The cuStreamz Series: Running Streaming Word Count at Scale with RAPIDS and Dask on NVIDIA GPUs

Chinmay Chandak
RAPIDS AI
Published in
4 min readNov 19, 2020

In the cuStreamz introduction blog, we demonstrated how to implement a classic Streaming Word Count example using RAPIDS cuStreamz on GPUs. In this blog, we show how to easily and efficiently scale that same word count job in a distributed fashion to leverage multiple GPU machines.

Here is the notebook that runs streaming word count end-to-end in a distributed mode using Dask. This cuStreamz job reads streaming data in JSON format from a Kafka topic, computes the updated word count after reading every batch, and writes the latest word count result back to Kafka.
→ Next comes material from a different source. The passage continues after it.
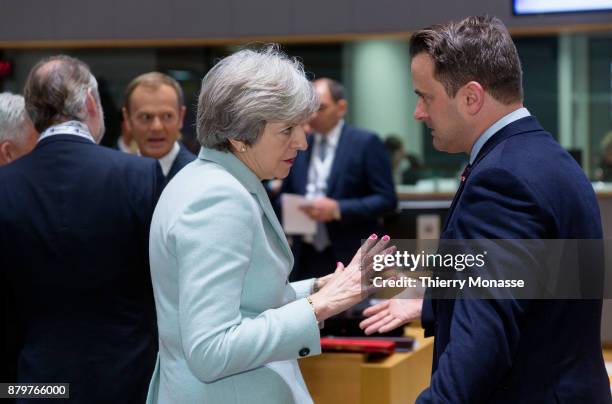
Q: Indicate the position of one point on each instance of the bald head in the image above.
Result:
(17, 134)
(60, 89)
The details and logistics on how one can start the Dask scheduler and workers are all provided in the notebook.

Deployment Tips and Tricks

Here are some helpful tips and tricks that have helped us write and monitor production-grade large-scale streaming jobs in cuStreamz.

Tune Dask Configurations

While running cuStreamz jobs in a distributed setting, Dask workers can sometimes get really busy with long-running computationally-expensive functions which then can cause connection issues between the workers and the scheduler. For that reason, we recommend tweaking a few default Dask configurations like “distributed.comm.timeouts.tcp” as mentioned in the notebook.

Use Multiple Processes

In general, there’s a non-trivial amount of control flow in Python that makes threading more inefficient than using processes. For this reason, we recommend using multiple processes (one for each Dask worker), in workflows with high-speed input rate. Each worker process can have multiple threads each. Since these workers might also use System Memory intensively, increasing the worker memory limits per process is also a good idea. This can be done using CLI itself while starting up the workers.

Use RAPIDS cuIO for Fast Data Loading

A large percentage of streaming pipelines tend to have data in Kafka in JSON format. Users can use API like cudf.read_json() inside a Stream.map() function to convert the batches of data read from Kafka in an accelerated manner into RAPIDS cuDF dataframes before starting the actual computation. If the data format is not JSON, please have a look at the IO API in cuDF, and you will most likely find a GPU-accelerated reader that can be leveraged.

Upgrade your CPU Specs Too

Majority of the heavy-lifting is done by the GPUs, you would say? Partly, yes. But reading from Kafka comprises a significant portion of time to process the streaming data end-to-end. Since reading from Kafka is CPU-based, it needs considerable CPU cores and RAM (system memory). Especially, when dealing with data coming at a high-speed input rate into Kafka and for cuStreamz to process it in real-time (or under a strict SLA), reading from Kafka becomes a bottleneck, and the more RAM and CPU cores your machine has, the better.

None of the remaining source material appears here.